Enciclopedia Italiana (1933)

IO (lat. ego; fr. moi; sp. yo; ted. Ich; ingl. myself)

Vito FAZIO-ALLMAYER

L'uso del termine "io" tende a sostituire l'uso del termine "soggetto" dopo la scoperta kantiana della sintesi a priori; sebbene in alcuni scrittori, non abbastanza consci di questa rivoluzione, l'uso sia promiscuo, e si adoperi il termine io per indicare ancora quel che s'indicava col termine soggetto.

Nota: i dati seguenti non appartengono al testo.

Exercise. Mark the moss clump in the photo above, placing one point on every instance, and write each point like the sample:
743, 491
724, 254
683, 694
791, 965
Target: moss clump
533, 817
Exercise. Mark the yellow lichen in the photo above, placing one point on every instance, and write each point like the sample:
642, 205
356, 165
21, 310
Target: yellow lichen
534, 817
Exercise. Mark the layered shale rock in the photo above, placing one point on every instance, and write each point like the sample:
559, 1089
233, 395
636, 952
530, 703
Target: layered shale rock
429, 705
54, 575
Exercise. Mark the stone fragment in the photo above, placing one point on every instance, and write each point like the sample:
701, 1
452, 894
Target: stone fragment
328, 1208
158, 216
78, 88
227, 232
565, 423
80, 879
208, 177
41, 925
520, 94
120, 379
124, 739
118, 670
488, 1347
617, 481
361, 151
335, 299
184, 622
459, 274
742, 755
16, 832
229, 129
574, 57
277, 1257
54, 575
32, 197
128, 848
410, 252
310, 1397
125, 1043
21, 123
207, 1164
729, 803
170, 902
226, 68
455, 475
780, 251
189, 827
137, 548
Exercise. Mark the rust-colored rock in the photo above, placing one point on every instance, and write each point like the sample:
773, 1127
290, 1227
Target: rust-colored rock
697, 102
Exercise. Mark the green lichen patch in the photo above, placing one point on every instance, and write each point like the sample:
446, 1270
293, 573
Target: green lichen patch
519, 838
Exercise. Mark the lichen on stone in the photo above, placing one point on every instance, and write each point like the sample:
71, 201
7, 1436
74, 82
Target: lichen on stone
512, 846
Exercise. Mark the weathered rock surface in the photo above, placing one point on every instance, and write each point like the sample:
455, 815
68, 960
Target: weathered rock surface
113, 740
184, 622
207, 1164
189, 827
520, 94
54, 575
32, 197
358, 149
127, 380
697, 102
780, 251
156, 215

Il soggetto è infatti l'io in quanto è considerato come sostanza in contrapposizione alla sostanza oggetto, e ciò fino alla critica kantiana della psicologia razionale nei Paralogismi della ragione. Dissoltosi attraverso la critica idealistico-fenomenista (Locke, Berkeley, Hume) il concetto dell'oggetto come sostanza, ne venne di conseguenza la dissoluzione anche del concetto del soggetto come sostanza: il soggetto di Hume è un semplice aggregato fenomenico. Da questa demolizione sorse il concetto del soggetto come attività sintetica, e quindi come attualità. Questo non poteva essere bene espresso dal vecchio termine "soggetto" e Kant adoperò il termine "io penso" o semplicemente "io" a indicare questa intimità attuale della sintesi costitutiva del mondo reale nella forma della soggettività. Finché l'io si definisce come una realtà permanente o un sostrato di fenomeni, ecc., non è corretto l'uso del termine io, e bisogna conservare l'antico termine soggetto. L'io come attività è necessariamente universale e particolare allo stesso tempo, è quell'unione anzi dell'universale e del particolare che Aristotele tentò nella sua Metafisica. Per Kant infatti il soggetto conoscente è la sintesi della coscienza in genere (universale, categorizzante) con la coscienza particolare (intuitiva); per Fichte l'io è l'unione di io e non-io, per Hegel l'io è il pensiero pensante, cioè l'universale attivo, l'universale che fa sé stesso (Enc., par. 20). Rosmini chiama l'io, in quanto attualità ponente sé stessa, "sentimento fondamentale dell'io" e in questo senso certamente egli ha superato il concetto sostanziale dell'io, ciò che era ancora troppo oscuro in Galluppi. Bisogna però arrivare allo Spaventa per avere in Italia ben chiaro il concetto del soggetto come attività e quindi un uso legittimo del termine io. In francese si preferisce il termine le moi, e in realtà il concetto dell'attualità non vi è ancora ben chiaro.